The government also recently increased substantially the lump sum and weekly death benefits under the Comcare scheme to align them more closely with death benefits payable under state workers compensation schemes.

Furthermore, Comcare is undertaking a review of the permanent impairment arrangements in the scheme, in particular the current Permanent Impairment guide. The purpose of this review is to determine whether the scheme provides reasonable access to, and reasonable levels of, compensation in the case of workplace injuries which result in permanent impairment.

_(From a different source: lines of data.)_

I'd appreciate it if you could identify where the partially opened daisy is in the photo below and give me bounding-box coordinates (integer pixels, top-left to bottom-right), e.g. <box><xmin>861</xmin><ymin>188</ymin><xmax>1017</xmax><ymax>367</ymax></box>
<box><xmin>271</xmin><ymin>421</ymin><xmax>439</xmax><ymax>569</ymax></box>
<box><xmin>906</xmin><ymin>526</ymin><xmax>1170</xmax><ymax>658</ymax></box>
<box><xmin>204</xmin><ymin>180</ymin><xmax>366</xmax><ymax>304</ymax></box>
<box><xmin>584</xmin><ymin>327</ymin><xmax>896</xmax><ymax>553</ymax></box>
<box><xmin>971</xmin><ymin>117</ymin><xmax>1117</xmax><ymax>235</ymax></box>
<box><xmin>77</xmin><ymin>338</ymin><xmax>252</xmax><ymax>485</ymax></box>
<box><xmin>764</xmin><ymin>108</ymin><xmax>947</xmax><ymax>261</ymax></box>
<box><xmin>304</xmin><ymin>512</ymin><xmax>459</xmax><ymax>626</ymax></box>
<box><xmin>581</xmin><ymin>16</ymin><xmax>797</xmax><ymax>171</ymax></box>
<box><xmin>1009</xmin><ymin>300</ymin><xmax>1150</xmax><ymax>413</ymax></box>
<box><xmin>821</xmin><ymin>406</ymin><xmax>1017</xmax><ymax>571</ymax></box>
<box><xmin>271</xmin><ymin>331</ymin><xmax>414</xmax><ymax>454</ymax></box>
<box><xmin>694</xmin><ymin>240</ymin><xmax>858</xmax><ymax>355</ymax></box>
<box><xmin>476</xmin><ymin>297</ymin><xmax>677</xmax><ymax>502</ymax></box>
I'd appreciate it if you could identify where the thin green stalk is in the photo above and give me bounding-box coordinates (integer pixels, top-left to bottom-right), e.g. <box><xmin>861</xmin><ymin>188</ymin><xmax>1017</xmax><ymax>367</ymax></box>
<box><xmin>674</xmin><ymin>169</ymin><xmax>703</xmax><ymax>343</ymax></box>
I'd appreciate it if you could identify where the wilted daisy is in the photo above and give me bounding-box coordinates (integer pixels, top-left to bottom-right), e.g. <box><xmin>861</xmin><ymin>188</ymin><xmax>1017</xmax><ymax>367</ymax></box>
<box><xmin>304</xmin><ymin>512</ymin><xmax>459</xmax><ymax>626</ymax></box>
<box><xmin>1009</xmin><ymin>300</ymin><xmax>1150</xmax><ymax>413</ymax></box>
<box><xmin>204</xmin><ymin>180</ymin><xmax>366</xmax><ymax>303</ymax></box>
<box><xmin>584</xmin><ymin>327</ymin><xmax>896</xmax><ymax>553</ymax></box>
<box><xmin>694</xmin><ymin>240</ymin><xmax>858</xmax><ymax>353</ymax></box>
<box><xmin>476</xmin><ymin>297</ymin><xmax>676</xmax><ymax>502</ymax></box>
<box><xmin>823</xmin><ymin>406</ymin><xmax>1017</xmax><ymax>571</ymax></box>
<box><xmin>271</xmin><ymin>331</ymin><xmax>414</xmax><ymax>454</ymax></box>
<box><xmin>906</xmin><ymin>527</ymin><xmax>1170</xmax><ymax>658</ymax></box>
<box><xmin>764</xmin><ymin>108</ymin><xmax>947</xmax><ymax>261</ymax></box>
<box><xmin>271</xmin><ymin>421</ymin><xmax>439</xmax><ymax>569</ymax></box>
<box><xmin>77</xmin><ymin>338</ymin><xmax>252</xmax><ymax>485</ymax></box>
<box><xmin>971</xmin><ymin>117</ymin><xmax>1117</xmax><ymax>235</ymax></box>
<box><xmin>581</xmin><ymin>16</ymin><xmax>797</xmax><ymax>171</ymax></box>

I have also directed Comcare to strengthen its OHS enforcement approach. This is to include development of guidance material which reflects a proactive enforcement policy, and to increase the expertise of its investigators. Finally, I will be writing to Comcare regarding the issuing of guidance material which encourages employers, as part of their health and safety management arrangements, to consult with all workers at or near the workplace, not just their direct employees. The guidance material will emphasise that consultation should be an ongoing process.

The government’s efforts to achieve harmonised national OHS laws and the strengthening of the Comcare scheme and its operations is another example of the Rudd government’s broader commitment to building a modern Australia. Australia’s long-term prosperity depends on this government delivering on our reforms that reduce the regulatory burden on business and deliver significant improvement in Australia’s competition, productivity and international competitiveness. With these objectives in mind, I commend the bill to the House.

Debate (on motion by Dr Southcott) adjourned.